Not to mention the county bond package (smaller but further along than the city's), which ideally will overlap to a degree with the city projects.

In light of all these potential expenses, Mayor Wynn has already begun suggesting that to enhance prospects for the bond election, the city's property tax rate should instead be lowered to the "effective" rate – that is, with rising values, a 42.97 cent rate that would generate the same amount as last year. (In boxing parlance, I believe this is known as "leading with your head.") While the council ponders this maneuver, may I also suggest they look very, very closely at the "reserve" and "emergency" and "stabilization" dollar numbers buried in the city manager's draft policy budget?

For example, the staff is recommending increasing the emergency reserve fund from $15 million to $40 million, which just may have something to do with the fact that the projected "ending balance" for this year is at $43.4 million, a jump of almost $15 million over FY 2004 – abruptly shuffled into the column labeled "one-time critical capital expenditures." This is all over and above the 1% "contingency reserve" (sounds like a dollop, but it's $4 million-5 million of wiggle room). I'm still puzzling over the numbers, but I have a sneaky feeling that the $8 million recommended in "add-backs" is at least partly money that's already been buried by design in the projected expenditures, and may in fact suggest not that there's plenty of money to go around – but that the austerity frenzy of the last few years was a trifle overzealous. Or, as one budget maven suggested bluntly to me about the previous council last week, "They cut too much!"

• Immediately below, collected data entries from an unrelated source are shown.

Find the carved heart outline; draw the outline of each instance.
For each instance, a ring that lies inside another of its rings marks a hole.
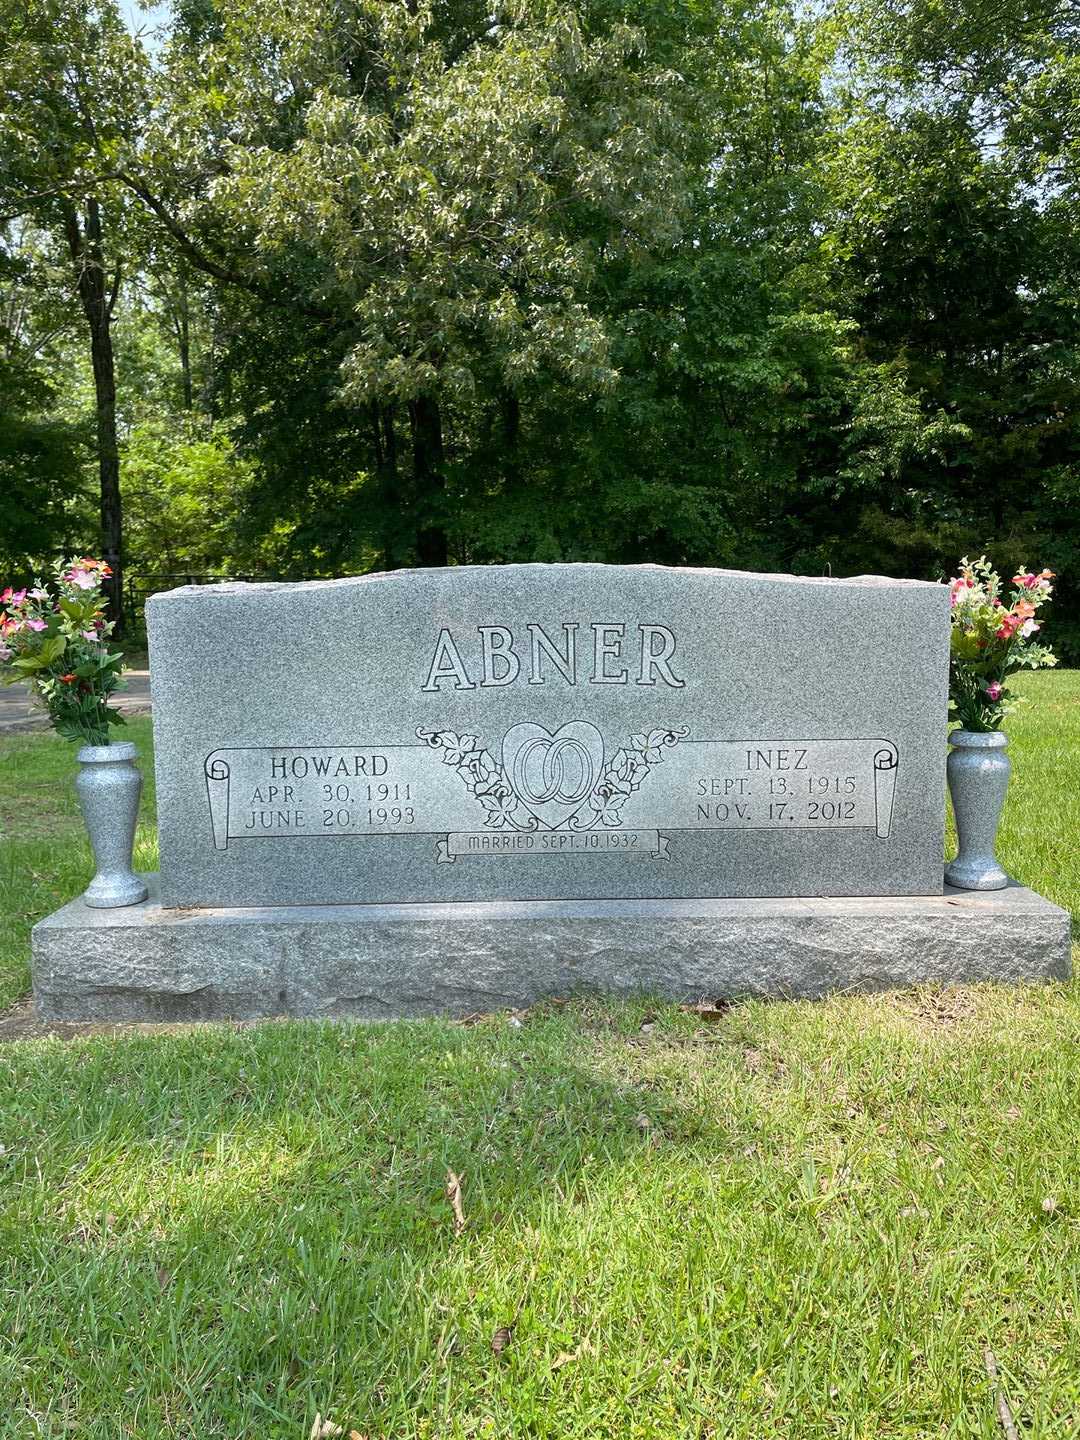
[[[587,720],[552,732],[526,721],[503,736],[503,773],[522,805],[558,830],[588,803],[604,773],[604,737]]]

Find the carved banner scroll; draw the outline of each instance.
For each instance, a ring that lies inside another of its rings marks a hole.
[[[670,841],[659,830],[533,830],[492,834],[490,830],[455,830],[440,840],[435,858],[440,865],[462,856],[527,855],[542,859],[554,855],[644,856],[668,860]]]
[[[214,849],[225,850],[229,844],[229,762],[222,755],[211,755],[207,758],[205,769]]]
[[[586,721],[522,722],[501,742],[420,729],[411,744],[242,746],[204,772],[214,846],[434,835],[435,858],[648,856],[667,834],[865,829],[887,839],[889,740],[698,740],[655,729],[614,746]]]
[[[635,818],[667,830],[865,829],[885,840],[897,767],[882,739],[687,740]]]

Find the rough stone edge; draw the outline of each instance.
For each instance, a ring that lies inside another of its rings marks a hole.
[[[668,574],[668,575],[694,575],[694,576],[721,576],[727,580],[753,580],[776,581],[783,585],[824,585],[833,588],[840,586],[858,586],[859,588],[889,588],[895,587],[898,590],[940,590],[945,592],[945,586],[937,580],[909,580],[894,575],[790,575],[785,571],[758,571],[758,570],[726,570],[720,567],[707,565],[608,565],[596,560],[569,560],[556,565],[541,564],[534,561],[526,561],[511,565],[452,565],[442,570],[372,570],[366,575],[341,575],[333,580],[223,580],[215,585],[176,585],[171,590],[158,590],[146,598],[146,608],[156,610],[163,601],[180,598],[189,595],[223,596],[223,595],[245,595],[250,596],[256,592],[269,591],[302,591],[302,590],[330,590],[348,589],[363,585],[378,584],[382,581],[409,581],[418,575],[430,577],[438,576],[445,583],[445,577],[462,576],[462,584],[471,584],[473,578],[480,574],[514,574],[536,573],[550,570],[589,570],[603,571],[614,574]],[[457,583],[451,579],[451,584]]]
[[[1068,912],[1019,886],[677,905],[90,912],[74,901],[34,927],[36,1010],[46,1021],[394,1019],[577,992],[816,999],[1070,973]]]

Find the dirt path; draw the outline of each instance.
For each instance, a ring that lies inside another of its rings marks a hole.
[[[149,670],[125,671],[123,684],[116,692],[116,708],[124,715],[145,715],[149,712]],[[47,717],[30,703],[30,692],[25,685],[0,687],[0,735],[41,730],[48,724]]]
[[[186,1030],[205,1030],[214,1025],[233,1030],[252,1025],[271,1025],[272,1020],[215,1020],[190,1022],[184,1025],[156,1025],[126,1022],[110,1024],[104,1020],[39,1020],[29,995],[0,1013],[0,1045],[12,1040],[42,1040],[55,1036],[60,1040],[77,1040],[86,1035],[180,1035]]]

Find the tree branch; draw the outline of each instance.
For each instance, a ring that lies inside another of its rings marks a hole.
[[[489,39],[492,35],[497,34],[500,29],[505,28],[506,27],[501,26],[497,20],[493,20],[490,25],[485,25],[482,30],[478,30],[472,35],[466,35],[452,50],[446,52],[443,63],[447,69],[449,69],[451,65],[456,65],[463,56],[467,55],[474,45],[479,45],[482,40]]]
[[[168,207],[141,181],[126,171],[119,170],[116,179],[128,187],[133,195],[137,195],[143,204],[157,216],[165,230],[175,241],[180,253],[192,265],[202,270],[207,275],[212,275],[215,280],[221,280],[227,285],[237,285],[243,290],[257,295],[260,300],[265,300],[272,305],[285,305],[290,309],[298,310],[301,314],[309,316],[313,320],[321,320],[327,324],[335,324],[338,316],[333,310],[324,310],[321,306],[311,305],[307,301],[293,297],[284,296],[269,285],[263,285],[250,275],[245,275],[242,270],[236,270],[231,265],[223,265],[208,255],[191,238],[176,217],[169,211]]]
[[[112,289],[109,291],[109,298],[105,302],[106,315],[111,315],[116,308],[116,297],[120,294],[120,276],[123,273],[123,268],[118,260],[116,262],[116,269],[113,271]]]
[[[82,259],[83,253],[83,237],[82,231],[79,229],[79,216],[76,213],[75,206],[66,195],[63,199],[63,211],[64,235],[67,238],[68,250],[71,252],[71,258],[75,264],[76,271],[78,271],[79,262]]]

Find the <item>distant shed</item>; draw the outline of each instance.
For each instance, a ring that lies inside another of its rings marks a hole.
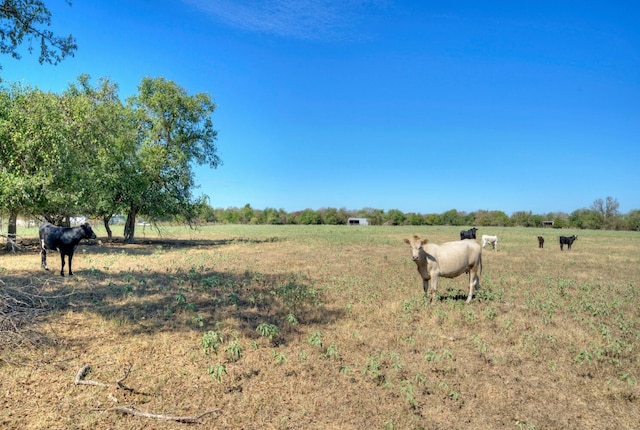
[[[369,218],[349,218],[347,220],[349,225],[369,225]]]

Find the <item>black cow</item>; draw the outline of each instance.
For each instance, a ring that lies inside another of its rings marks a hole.
[[[460,240],[464,240],[464,239],[475,239],[476,238],[476,231],[478,231],[477,228],[473,227],[469,230],[462,230],[460,232]]]
[[[49,270],[47,266],[47,249],[57,249],[60,251],[60,260],[62,267],[60,268],[60,276],[64,276],[64,256],[69,256],[69,276],[73,275],[71,271],[71,260],[73,252],[78,247],[78,243],[82,239],[95,239],[96,234],[91,229],[89,223],[82,224],[80,227],[56,227],[53,224],[45,222],[40,226],[40,246],[42,251],[42,267]]]
[[[571,251],[571,245],[573,245],[573,241],[576,240],[578,236],[575,234],[573,236],[560,236],[560,251],[562,251],[563,245],[567,245],[569,251]]]
[[[538,236],[538,248],[544,248],[544,237]]]

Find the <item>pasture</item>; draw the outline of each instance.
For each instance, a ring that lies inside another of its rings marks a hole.
[[[0,325],[0,428],[640,428],[640,234],[480,228],[500,248],[471,304],[464,274],[429,304],[403,240],[459,232],[139,227],[62,278],[21,231],[3,316],[8,295],[33,316]]]

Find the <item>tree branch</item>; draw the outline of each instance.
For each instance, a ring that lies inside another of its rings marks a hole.
[[[125,407],[125,406],[116,406],[113,408],[105,409],[105,411],[114,411],[114,412],[122,412],[123,414],[130,414],[136,417],[143,418],[153,418],[156,420],[165,420],[165,421],[176,421],[179,423],[187,423],[187,424],[196,424],[199,423],[199,419],[204,417],[205,415],[213,414],[221,412],[220,409],[209,409],[208,411],[202,412],[198,415],[189,415],[189,416],[173,416],[173,415],[163,415],[163,414],[154,414],[149,412],[142,412],[133,407]]]
[[[116,387],[116,388],[122,388],[128,391],[131,391],[132,393],[135,394],[146,394],[146,393],[141,393],[137,390],[134,390],[133,388],[129,388],[127,386],[125,386],[122,381],[124,381],[127,376],[129,376],[129,373],[131,371],[131,366],[129,366],[124,374],[124,376],[120,379],[118,379],[118,381],[115,384],[107,384],[104,382],[99,382],[99,381],[93,381],[90,379],[85,379],[87,376],[87,373],[89,373],[89,370],[91,370],[91,366],[89,366],[88,364],[85,364],[84,366],[82,366],[80,368],[80,370],[78,370],[78,373],[76,373],[76,377],[74,379],[74,384],[76,385],[93,385],[93,386],[97,386],[97,387]],[[221,412],[220,409],[209,409],[205,412],[202,412],[201,414],[198,415],[188,415],[188,416],[174,416],[174,415],[163,415],[163,414],[156,414],[156,413],[150,413],[150,412],[142,412],[139,411],[135,408],[135,406],[115,406],[113,408],[109,408],[109,409],[99,409],[102,411],[113,411],[113,412],[121,412],[123,414],[130,414],[130,415],[134,415],[136,417],[143,417],[143,418],[153,418],[156,420],[165,420],[165,421],[176,421],[179,423],[187,423],[187,424],[195,424],[198,423],[199,419],[204,417],[205,415],[209,415],[212,413],[217,413],[217,412]]]

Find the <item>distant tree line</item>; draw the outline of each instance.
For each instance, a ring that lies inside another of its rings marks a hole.
[[[577,209],[570,214],[551,212],[534,214],[518,211],[507,215],[498,210],[460,212],[451,209],[440,214],[404,213],[398,209],[388,211],[365,208],[304,209],[286,212],[284,209],[254,209],[250,204],[241,208],[213,208],[202,202],[198,217],[202,223],[224,224],[301,224],[301,225],[345,225],[352,217],[367,218],[370,225],[454,225],[477,227],[543,227],[552,223],[553,228],[578,228],[593,230],[640,230],[640,210],[627,214],[618,211],[618,201],[613,197],[597,199],[587,209]]]

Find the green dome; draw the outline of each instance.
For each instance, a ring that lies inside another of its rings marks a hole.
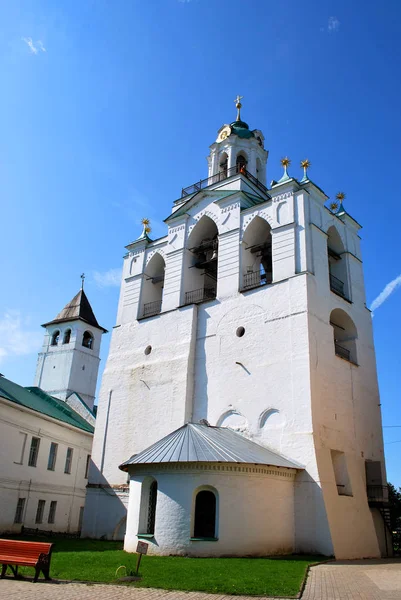
[[[234,133],[235,135],[238,135],[238,137],[245,139],[255,137],[253,132],[249,131],[249,125],[248,123],[245,123],[245,121],[234,121],[231,123],[231,133]]]

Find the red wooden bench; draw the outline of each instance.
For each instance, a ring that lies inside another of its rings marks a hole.
[[[21,540],[2,540],[0,539],[0,564],[1,578],[6,574],[7,567],[10,567],[14,577],[18,575],[18,565],[24,567],[34,567],[34,582],[38,580],[42,571],[45,579],[50,579],[50,559],[53,544],[44,542],[23,542]]]

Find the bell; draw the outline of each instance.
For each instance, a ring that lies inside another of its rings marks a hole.
[[[210,260],[216,260],[216,259],[217,259],[217,250],[213,250],[212,258]]]

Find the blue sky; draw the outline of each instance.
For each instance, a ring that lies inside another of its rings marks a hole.
[[[32,383],[40,323],[80,274],[111,329],[124,245],[207,174],[217,129],[260,128],[268,180],[299,160],[362,225],[384,425],[401,425],[401,5],[356,0],[0,4],[0,370]],[[397,279],[399,278],[399,279]],[[103,339],[102,367],[110,335]],[[384,429],[401,485],[401,427]]]

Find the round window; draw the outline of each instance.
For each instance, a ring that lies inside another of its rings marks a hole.
[[[242,337],[245,333],[245,327],[238,327],[238,329],[235,333],[236,333],[237,337]]]
[[[148,356],[148,354],[150,354],[151,352],[152,352],[152,346],[146,346],[146,348],[145,348],[146,356]]]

Those are a few curious things for the new council to ponder, as we enter the meteorological and financial dog days. It may not be as exciting as saving the collective Austin homestead from the Evil Specter of Eminent Domain, but it could be helping to create (and pay for) a city that's worth living in, for us and for our children. end story


*Oops! The following correction ran in the August 5, 2005 issue: Michael King's July 22 "Point Austin" column cited a published statement from Rep. Todd Baxter, R-Austin – "What we need to focus on is creating a system that ties reducing recapture to increasing equity" – but neglected to give a source. Baxter was quoted July 19 by reporters Mike Ward and Jason Embry in the Austin American-Statesman. We regret the oversight.